Ilum provides comprehensive support for modern table formats:

  • Delta Lake: ACID transactions with time travel and schema evolution
  • Apache Iceberg: Partition evolution and hidden partitioning for large-scale analytics
  • Apache Hudi: Record-level upserts and incremental data processing
  • Ilum Tables: Unified API abstraction across multiple table formats

Integration with Hive Metastore and Nessie catalog enables SQL-based metadata management and Git-like data versioning.
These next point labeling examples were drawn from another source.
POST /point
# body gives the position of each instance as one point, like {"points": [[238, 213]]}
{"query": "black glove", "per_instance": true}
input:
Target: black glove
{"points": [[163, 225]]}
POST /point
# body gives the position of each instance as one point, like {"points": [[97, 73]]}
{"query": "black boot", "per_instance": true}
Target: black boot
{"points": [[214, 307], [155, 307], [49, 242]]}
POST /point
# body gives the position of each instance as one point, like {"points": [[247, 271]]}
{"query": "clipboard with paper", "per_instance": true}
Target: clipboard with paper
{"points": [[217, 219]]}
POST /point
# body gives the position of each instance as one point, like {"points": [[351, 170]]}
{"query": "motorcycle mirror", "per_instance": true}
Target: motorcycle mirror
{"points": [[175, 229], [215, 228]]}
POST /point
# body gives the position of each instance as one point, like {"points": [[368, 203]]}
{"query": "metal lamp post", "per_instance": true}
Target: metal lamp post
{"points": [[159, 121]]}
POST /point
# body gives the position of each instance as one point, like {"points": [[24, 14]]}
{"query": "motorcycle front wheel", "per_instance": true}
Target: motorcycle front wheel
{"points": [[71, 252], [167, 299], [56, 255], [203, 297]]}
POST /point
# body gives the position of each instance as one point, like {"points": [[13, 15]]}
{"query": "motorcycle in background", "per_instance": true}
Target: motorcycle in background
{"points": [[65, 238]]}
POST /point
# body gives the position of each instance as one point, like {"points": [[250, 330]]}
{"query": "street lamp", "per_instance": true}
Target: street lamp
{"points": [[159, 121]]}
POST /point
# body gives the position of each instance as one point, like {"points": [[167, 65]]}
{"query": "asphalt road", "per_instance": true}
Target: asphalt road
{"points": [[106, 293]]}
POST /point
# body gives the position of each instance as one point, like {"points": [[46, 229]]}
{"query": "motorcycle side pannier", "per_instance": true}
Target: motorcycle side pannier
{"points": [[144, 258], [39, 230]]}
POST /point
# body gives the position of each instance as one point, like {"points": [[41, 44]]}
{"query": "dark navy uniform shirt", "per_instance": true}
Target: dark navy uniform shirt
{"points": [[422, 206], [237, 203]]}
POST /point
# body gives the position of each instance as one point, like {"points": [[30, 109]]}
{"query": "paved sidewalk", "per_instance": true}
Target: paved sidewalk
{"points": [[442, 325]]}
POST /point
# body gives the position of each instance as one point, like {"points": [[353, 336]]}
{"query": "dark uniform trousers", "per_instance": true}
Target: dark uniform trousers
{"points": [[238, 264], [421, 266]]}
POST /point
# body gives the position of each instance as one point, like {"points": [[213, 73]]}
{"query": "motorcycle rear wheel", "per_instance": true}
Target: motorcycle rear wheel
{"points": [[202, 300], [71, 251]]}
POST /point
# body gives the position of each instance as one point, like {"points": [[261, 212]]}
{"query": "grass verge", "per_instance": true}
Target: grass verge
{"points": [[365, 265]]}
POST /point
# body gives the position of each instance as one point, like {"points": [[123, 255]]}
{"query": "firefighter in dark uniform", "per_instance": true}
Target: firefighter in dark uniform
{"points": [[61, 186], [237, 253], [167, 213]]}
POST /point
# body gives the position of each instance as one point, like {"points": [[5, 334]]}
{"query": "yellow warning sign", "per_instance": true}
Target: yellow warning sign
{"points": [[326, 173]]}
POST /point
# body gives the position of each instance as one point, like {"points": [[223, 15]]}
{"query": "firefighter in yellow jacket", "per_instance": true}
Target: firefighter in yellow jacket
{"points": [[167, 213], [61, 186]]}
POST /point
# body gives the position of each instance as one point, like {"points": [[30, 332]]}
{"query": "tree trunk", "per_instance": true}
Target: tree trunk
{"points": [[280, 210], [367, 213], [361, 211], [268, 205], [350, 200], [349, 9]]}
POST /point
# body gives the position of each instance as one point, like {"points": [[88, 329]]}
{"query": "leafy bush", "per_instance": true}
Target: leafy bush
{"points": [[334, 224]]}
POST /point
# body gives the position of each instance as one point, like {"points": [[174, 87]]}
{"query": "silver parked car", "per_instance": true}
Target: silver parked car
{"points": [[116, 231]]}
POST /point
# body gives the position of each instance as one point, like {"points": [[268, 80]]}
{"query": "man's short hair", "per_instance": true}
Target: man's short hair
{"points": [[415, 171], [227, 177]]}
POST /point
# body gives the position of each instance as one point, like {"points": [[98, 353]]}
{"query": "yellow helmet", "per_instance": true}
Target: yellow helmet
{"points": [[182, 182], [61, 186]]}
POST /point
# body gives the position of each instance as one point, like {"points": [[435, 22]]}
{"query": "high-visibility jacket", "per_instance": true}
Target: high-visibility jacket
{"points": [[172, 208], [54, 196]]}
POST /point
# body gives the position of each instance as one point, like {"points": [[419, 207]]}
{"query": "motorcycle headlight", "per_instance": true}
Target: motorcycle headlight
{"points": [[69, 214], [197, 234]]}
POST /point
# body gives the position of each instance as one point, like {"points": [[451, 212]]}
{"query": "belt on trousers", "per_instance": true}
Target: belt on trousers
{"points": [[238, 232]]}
REST API for Spark Microservices

Ilum exposes Spark functionality through RESTful endpoints:

# Submit Spark job
POST /api/v1/jobs

# Query interactive session
POST /api/v1/sessions/{id}/execute

# Monitor job status
GET /api/v1/jobs/{id}/status

This enables building responsive data applications where Spark computations are triggered by HTTP requests, supporting use cases like:

  • Real-time feature engineering for ML models
  • On-demand data transformations via API
  • Streaming analytics with REST-based controls
  • Jupyter notebook execution through HTTP interface

Multi-Cluster Orchestration

Ilum manages heterogeneous Spark clusters from a single control plane:

  • Cloud clusters: GKE, EKS, AKS with auto-scaling groups
  • On-premise clusters: Bare metal Kubernetes or Hadoop Yarn deployments
  • Hybrid architectures: Mixed cloud and on-premise for data sovereignty requirements

Each cluster maintains independent resource quotas, storage backends, and security policies while sharing centralized monitoring and job scheduling.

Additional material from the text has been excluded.